Morning Manifesto on Short List Day at DOC NYC PRO WME agent Liesl Copland she shares her insights into new trends in securing documentary financing and distribution
Written by Lisa Kovitz
WME Agent Liesl Copland has spent her career securing documentary financing, including running a nascent documentary unit called “Red Envelope” in the early days of Netflix. At WME (recently rebranded as Endeavor Content), she works with passionate, top-level professionals in distribution, financing, and development.
Copland outlined two key trends in the vast world of non-fiction as the appetite for high quality content across streaming platforms rapidly increases.
Data Creates Insight-Driven Decisions
Four years ago at the Toronto Film Festival, Copland predicted that most distribution in the documentary world would move to digital platforms, which she believed would also make user and viewer data more available to key players – filmmakers, financiers, sales and distribution teams – in a way that was never possible before, and that would allow better decisions to be made about content, and when, where and how to release it. Flash forward to 2017, where Netflix famously uses their algorithms to find and retain audiences interested in documentaries, and ‘suggest’ content they are likely to watch.

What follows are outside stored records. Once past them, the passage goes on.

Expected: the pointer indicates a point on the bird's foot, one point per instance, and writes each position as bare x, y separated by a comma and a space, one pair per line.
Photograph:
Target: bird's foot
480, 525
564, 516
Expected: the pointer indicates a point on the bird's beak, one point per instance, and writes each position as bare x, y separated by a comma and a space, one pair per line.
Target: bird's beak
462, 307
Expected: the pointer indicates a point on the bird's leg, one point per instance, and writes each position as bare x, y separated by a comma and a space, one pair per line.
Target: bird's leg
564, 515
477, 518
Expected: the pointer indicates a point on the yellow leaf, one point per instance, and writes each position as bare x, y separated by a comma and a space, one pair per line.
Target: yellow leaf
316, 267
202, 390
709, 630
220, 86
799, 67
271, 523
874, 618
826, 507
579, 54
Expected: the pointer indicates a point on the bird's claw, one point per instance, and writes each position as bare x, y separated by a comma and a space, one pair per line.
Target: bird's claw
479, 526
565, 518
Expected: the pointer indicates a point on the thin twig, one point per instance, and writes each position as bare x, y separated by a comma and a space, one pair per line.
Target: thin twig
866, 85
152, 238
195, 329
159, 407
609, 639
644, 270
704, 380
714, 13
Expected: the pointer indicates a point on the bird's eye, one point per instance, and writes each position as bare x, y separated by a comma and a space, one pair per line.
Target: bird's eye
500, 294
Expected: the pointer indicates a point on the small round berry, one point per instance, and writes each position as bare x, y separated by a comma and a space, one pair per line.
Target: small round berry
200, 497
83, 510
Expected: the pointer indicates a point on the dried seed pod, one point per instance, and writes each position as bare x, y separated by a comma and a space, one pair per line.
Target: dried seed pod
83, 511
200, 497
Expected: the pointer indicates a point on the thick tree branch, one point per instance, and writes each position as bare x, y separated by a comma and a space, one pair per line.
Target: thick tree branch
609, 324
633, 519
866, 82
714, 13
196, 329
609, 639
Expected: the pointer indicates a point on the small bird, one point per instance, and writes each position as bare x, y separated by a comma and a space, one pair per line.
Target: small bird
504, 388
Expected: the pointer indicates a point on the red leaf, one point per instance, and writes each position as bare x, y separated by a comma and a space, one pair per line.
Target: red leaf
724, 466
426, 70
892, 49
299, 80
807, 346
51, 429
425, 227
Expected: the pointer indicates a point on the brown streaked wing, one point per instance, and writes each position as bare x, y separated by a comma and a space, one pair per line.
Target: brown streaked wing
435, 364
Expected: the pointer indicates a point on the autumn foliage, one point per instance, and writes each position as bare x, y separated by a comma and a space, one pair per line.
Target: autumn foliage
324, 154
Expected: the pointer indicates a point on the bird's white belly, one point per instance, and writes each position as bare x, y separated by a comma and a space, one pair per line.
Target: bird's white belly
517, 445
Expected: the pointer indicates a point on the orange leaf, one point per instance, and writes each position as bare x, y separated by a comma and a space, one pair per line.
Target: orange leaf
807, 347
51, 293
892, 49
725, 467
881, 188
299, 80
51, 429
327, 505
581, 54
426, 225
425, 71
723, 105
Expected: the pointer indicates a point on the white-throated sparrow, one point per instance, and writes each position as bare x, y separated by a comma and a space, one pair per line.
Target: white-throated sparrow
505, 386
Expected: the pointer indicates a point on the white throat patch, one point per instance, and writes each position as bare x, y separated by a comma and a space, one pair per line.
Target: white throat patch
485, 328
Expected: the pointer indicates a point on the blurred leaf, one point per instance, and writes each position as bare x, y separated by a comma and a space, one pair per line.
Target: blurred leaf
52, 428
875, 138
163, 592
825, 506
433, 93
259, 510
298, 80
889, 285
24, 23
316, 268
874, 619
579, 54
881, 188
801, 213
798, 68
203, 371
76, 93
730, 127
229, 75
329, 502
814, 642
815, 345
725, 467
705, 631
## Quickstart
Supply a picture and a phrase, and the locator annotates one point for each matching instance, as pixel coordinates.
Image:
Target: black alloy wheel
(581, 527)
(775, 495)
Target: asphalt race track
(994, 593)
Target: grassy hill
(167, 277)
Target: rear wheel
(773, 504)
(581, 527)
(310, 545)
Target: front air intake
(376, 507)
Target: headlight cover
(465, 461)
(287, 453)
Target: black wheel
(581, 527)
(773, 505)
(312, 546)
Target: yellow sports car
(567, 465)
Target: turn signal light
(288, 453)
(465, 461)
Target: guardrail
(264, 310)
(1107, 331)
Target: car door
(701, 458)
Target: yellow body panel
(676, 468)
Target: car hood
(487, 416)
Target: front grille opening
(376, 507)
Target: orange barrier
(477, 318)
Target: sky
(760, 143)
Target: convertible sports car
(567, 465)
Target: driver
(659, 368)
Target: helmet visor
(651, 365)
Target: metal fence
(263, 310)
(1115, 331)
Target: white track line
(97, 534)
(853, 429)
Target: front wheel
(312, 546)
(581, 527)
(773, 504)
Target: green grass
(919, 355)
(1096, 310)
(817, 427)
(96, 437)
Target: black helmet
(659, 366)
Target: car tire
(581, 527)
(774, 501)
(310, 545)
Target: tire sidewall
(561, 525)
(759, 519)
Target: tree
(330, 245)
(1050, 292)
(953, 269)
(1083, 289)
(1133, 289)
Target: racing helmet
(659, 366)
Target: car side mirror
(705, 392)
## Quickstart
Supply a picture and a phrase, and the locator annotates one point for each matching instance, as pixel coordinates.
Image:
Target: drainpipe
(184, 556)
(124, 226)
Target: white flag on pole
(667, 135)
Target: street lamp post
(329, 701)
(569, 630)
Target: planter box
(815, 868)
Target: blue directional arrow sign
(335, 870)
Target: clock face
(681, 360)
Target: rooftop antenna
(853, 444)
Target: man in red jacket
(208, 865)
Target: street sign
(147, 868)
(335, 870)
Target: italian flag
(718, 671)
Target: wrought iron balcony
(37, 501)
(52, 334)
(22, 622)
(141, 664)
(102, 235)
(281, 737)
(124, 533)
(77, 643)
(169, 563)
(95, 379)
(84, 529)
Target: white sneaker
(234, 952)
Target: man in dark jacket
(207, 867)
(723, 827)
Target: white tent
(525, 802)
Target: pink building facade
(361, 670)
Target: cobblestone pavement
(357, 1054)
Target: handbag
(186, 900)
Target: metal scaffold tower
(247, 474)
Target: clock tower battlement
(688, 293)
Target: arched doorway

“The audience rules everything,” Copland said. “They can make your movie a success.” Given the constant competition among streaming services and from social media news feeds, Copeland said that for documentary stories to be elevated, a reliable metric needs to be established.
Copland encouraged DOC NYC and other festivals and groups in the documentary community to create their own data-gathering tools, and to take advantage of platforms like Facebook and Instagram, which can also provide important data to filmmakers about who is watching their films, and interested in the issues they want to explore in their films.
Marketing Is the Filmmaker’s Job Too
“Audiences are looking for the truth, and you are the tellers of truth in this room,” Copland said. She explained that half the filmmaker’s job is making the film, while the other half is getting it to an audience – but not just any audience. You want one that will “lean in” to the story.
Copland also applauded the “event-izing” of documentary films, citing Magnolia Pictures’ decision to open The Final Year, an observational documentary about Obama’s national security and diplomacy leads in 2016, on January 19, the anniversary of President Trump’s inauguration.
As a producer of Ron Howard’s documentary The Beatles: Eight Days a Week, Hulu is hoping for a successful box office release as well as a significant audience on the streaming platform by marketing the film as their inaugural documentary feature and exclusive streaming service for the film. It’s a creative partnership that uses data-driven insights from users to generate excitement not only for the film, but for the launch of Hulu’s new documentary division, adding another streaming service to the non-fiction landscape.